Ingram looked at the map. "Lovely situation on the Protestant side of the river, in Ulster, between Lettershambo, the largest arsenal in western Ireland and a military barracks two miles away."
"Let's get the damned thing built and worry about student riots later," she retorted.
"That will be for you and my successor to iron out."
"As the chairman of your board and as your friend, I have a right to know. Without you, Andrew, there are no woods or forests of learning in Londonderry, only an empty, rock-filled, windswept moor."
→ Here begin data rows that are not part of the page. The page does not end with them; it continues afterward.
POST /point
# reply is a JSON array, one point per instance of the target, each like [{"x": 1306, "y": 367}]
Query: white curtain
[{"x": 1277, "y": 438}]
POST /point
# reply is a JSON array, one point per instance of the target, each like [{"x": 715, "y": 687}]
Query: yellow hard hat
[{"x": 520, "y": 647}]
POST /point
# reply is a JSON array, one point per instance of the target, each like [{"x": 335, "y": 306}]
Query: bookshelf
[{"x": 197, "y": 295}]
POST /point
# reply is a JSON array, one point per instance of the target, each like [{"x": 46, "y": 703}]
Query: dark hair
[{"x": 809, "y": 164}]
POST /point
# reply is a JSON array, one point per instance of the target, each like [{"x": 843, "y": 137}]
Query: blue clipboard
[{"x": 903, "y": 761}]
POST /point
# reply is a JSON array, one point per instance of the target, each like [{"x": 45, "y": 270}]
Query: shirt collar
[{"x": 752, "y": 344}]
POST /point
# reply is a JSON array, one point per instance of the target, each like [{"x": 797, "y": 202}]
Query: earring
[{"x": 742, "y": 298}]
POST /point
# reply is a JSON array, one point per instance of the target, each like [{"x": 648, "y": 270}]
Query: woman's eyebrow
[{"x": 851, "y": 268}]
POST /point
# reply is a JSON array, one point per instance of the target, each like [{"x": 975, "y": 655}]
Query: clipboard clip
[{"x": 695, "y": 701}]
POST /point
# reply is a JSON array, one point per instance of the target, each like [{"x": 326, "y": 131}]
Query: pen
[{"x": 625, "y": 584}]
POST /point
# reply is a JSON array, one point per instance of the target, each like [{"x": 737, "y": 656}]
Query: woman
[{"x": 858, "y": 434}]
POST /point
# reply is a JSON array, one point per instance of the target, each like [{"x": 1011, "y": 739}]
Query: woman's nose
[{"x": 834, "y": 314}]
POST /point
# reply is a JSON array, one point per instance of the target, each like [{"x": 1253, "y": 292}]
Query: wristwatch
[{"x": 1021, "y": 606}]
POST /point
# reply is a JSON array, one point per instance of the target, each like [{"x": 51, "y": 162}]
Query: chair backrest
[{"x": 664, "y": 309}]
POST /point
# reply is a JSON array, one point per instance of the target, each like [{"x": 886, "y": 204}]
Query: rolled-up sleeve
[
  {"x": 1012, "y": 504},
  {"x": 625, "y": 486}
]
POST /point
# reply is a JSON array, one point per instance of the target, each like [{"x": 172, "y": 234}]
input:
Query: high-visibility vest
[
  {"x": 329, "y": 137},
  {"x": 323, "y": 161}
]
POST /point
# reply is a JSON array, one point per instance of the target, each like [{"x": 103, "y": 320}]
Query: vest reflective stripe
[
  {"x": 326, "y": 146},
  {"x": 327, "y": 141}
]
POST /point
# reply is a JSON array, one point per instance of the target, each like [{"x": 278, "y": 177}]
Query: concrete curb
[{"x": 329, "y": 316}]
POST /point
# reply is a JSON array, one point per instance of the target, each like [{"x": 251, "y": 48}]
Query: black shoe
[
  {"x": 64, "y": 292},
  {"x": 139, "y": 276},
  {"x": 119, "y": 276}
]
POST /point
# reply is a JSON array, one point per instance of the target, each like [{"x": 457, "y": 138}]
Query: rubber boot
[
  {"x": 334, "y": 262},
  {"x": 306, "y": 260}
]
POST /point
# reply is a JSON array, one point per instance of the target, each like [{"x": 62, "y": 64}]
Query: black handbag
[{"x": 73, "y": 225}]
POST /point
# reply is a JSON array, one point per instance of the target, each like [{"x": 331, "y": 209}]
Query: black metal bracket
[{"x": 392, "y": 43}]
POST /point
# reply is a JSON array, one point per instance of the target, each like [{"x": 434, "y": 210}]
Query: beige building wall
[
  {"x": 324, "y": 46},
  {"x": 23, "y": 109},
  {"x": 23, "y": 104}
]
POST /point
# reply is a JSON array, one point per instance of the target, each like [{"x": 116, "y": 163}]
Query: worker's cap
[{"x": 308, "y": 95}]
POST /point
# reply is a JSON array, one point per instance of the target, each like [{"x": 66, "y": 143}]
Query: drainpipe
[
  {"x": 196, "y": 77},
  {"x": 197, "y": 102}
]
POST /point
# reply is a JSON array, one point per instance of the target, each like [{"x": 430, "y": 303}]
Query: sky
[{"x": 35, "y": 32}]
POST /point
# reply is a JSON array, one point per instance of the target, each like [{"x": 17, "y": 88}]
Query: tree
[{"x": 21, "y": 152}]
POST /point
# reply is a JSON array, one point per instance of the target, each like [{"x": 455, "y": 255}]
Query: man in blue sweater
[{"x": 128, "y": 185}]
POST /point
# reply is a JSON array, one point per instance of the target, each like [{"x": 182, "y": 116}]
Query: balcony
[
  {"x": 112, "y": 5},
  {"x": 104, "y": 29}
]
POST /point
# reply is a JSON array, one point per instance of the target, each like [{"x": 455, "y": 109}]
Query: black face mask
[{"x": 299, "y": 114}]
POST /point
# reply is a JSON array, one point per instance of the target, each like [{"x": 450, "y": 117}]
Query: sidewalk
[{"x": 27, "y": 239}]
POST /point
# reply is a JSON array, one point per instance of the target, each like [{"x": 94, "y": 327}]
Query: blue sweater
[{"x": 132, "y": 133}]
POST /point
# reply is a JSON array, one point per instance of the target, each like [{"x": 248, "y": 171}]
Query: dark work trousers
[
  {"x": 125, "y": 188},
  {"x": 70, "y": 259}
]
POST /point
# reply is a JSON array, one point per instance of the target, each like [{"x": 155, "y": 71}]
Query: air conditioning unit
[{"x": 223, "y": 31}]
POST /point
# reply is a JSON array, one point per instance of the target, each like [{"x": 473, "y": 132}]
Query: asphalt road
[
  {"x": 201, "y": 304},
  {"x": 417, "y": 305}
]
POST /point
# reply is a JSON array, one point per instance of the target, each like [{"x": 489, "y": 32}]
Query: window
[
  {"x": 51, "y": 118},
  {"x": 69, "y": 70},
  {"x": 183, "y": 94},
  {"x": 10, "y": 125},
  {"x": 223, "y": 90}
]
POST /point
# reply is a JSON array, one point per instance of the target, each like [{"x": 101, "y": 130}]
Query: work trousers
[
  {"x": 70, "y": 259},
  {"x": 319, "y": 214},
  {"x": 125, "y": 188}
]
Andrew's eyes were misty. "I always held in disgust that my robed and hooded colleagues espoused the ideas of brave men, but from a position of no danger to them. That is why I left the campus. I have infused in a few extraordinary pupils the struggle required to have a grand ideal win out over evil. Yet, when I came to my own Rubicon, I slunk away."
"Just how vague do you intend to be, Andrew?"
"I knowingly let someone lead me into a game of deals and lies and compromise, pretending to myself that I had done the right thing and that I had let go of nothing sacred. Such mendacity has brought me to a conclusion that I have forgone five decades of idealism."
"I see a lovely man dreaming about being a perfect self in a perfect world who had to come face-to-face with the reality that he wasn't perfect."
"Caroline, I was party to a scheme. The price was to lie to myself by making myself believe there would be no price to pay. There is no such thing as a free lie. If I stay in Derry, those young people will turn acidly from idealists to cynics because I have betrayed them. Better that their beloved mentor simply disappear into the Scottish heather."